Vancouver digs out; tug strike gets mediator

While the Port of Vancouver reported significant improvement in clearing a backlog of containers, the federal government named a mediator to help resolve a strike by tug operators along Canada's West Coast that is costing an estimated $100 million a day in lost trade.

Containers delayed by congestion on Canadian Pacific Railway dropped to 95,000 feet from 165,000 feet last week at its three central terminals, and to about 13,000 feet from 41,000 feet at nearby Fraser Surrey Docks, according to Bob Hayter , manager of shore services for the Vancouver Port Authority.

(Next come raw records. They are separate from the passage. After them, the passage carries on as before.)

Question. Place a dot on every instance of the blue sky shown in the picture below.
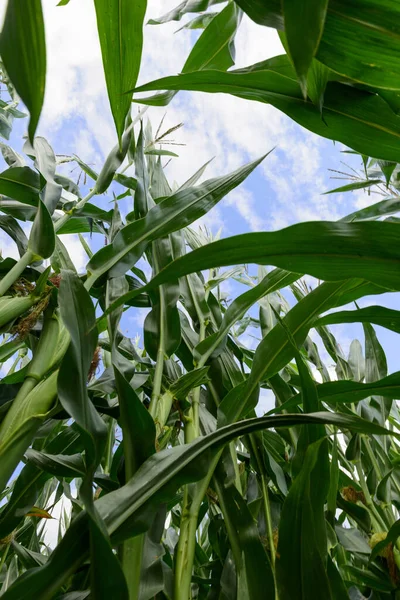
(286, 189)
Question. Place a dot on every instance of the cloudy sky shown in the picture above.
(287, 187)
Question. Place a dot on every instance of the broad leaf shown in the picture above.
(23, 52)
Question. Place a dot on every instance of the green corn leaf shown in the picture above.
(275, 280)
(358, 42)
(357, 118)
(303, 515)
(23, 52)
(359, 185)
(113, 161)
(31, 480)
(182, 9)
(385, 207)
(304, 22)
(42, 239)
(22, 184)
(337, 392)
(58, 464)
(46, 165)
(77, 313)
(379, 315)
(175, 212)
(254, 577)
(15, 231)
(120, 28)
(116, 508)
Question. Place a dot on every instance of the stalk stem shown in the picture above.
(66, 217)
(13, 274)
(376, 519)
(268, 520)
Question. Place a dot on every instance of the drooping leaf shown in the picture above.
(170, 214)
(379, 315)
(22, 184)
(120, 27)
(304, 22)
(116, 508)
(357, 118)
(301, 568)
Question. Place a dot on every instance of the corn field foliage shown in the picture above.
(170, 486)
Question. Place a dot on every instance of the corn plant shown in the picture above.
(170, 482)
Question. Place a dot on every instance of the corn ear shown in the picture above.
(21, 423)
(12, 307)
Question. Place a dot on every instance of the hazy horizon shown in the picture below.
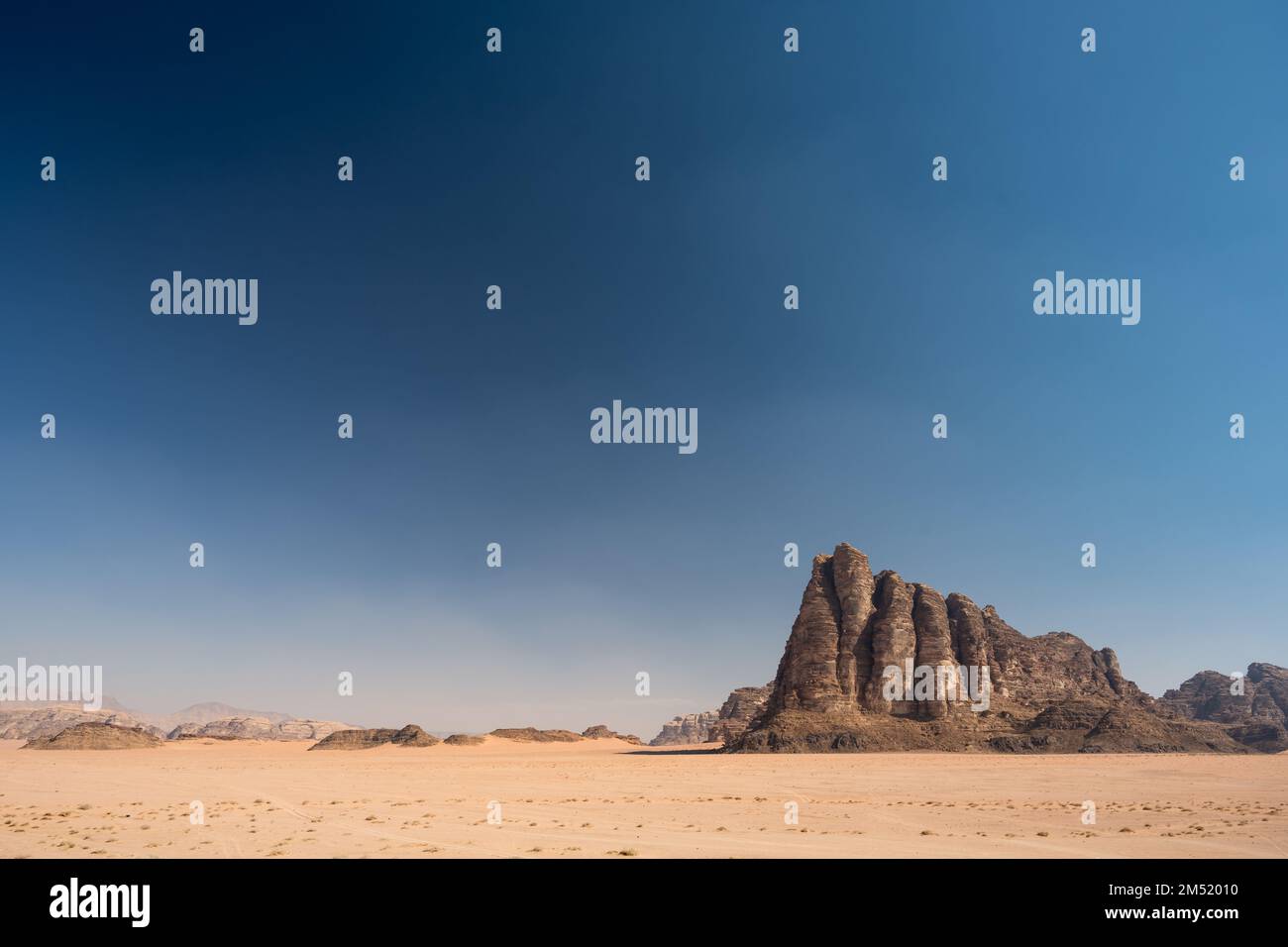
(473, 425)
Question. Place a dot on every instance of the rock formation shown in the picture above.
(687, 729)
(601, 732)
(715, 725)
(875, 663)
(258, 728)
(95, 736)
(531, 735)
(1253, 706)
(735, 714)
(22, 722)
(411, 735)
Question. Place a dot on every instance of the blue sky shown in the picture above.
(473, 427)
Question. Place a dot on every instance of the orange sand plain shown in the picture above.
(606, 799)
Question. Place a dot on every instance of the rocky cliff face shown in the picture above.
(21, 722)
(258, 728)
(1254, 706)
(715, 725)
(875, 663)
(601, 732)
(737, 712)
(95, 736)
(687, 729)
(411, 735)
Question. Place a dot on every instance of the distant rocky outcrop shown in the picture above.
(22, 722)
(209, 711)
(464, 740)
(95, 736)
(1254, 706)
(411, 735)
(738, 711)
(258, 728)
(875, 663)
(687, 729)
(601, 732)
(715, 725)
(531, 735)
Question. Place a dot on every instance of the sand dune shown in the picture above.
(612, 799)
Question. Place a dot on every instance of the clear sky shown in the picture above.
(472, 427)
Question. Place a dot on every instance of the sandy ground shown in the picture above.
(609, 799)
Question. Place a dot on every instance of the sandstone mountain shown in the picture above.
(735, 714)
(258, 728)
(687, 729)
(715, 725)
(24, 720)
(1254, 706)
(411, 735)
(875, 663)
(201, 714)
(95, 736)
(601, 732)
(531, 735)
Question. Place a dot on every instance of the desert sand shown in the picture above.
(609, 799)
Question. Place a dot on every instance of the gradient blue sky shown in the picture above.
(473, 425)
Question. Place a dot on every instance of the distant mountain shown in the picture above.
(202, 714)
(95, 736)
(1254, 706)
(715, 725)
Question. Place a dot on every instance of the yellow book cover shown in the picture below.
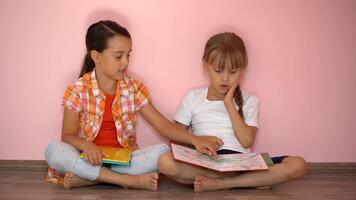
(117, 155)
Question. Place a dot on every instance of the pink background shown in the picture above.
(302, 66)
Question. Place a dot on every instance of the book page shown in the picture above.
(227, 162)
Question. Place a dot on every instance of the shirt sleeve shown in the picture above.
(71, 99)
(142, 96)
(251, 110)
(185, 112)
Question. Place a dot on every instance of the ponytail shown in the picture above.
(88, 65)
(239, 101)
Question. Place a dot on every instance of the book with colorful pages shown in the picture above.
(223, 163)
(118, 156)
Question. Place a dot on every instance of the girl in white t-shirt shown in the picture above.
(223, 110)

Burlington Northern Santa Fe Railway picked up much of CP Rail's U.S.-bound shipments at Fraser Surrey, and Hayter said other U.S.-bound boxes were re-loaded on vessels last week.

VPA Vice President Chris Badger said CP Rail was making progress clearing the docks by providing more railcars and giving intermodal trains preference over bulk shipments on its busy line out of Vancouver.

The appointment of the mediator comes amid warnings that the strike involving about 150 tugs is affecting 75 percent of marine operations in British Columbia, and cut container ship calls at Vancouver by nearly half.

Tugs under a separate contract are continuing to operate and critical grain shipments out of Vancouver have not been affected, port officials say.

Philip Nelson, a spokesman for the employers, said that if Lewis cannot get the talks re-started, employers will seek an injunction to stop the strike.

The strike, which began on Friday, was initiated by the Canadian Merchant Service Guild, which represents more than 500 striking tug boat masters, mates and engineers. It was precipitated by a dispute to replace a collective agreement that expired last Sept. 30.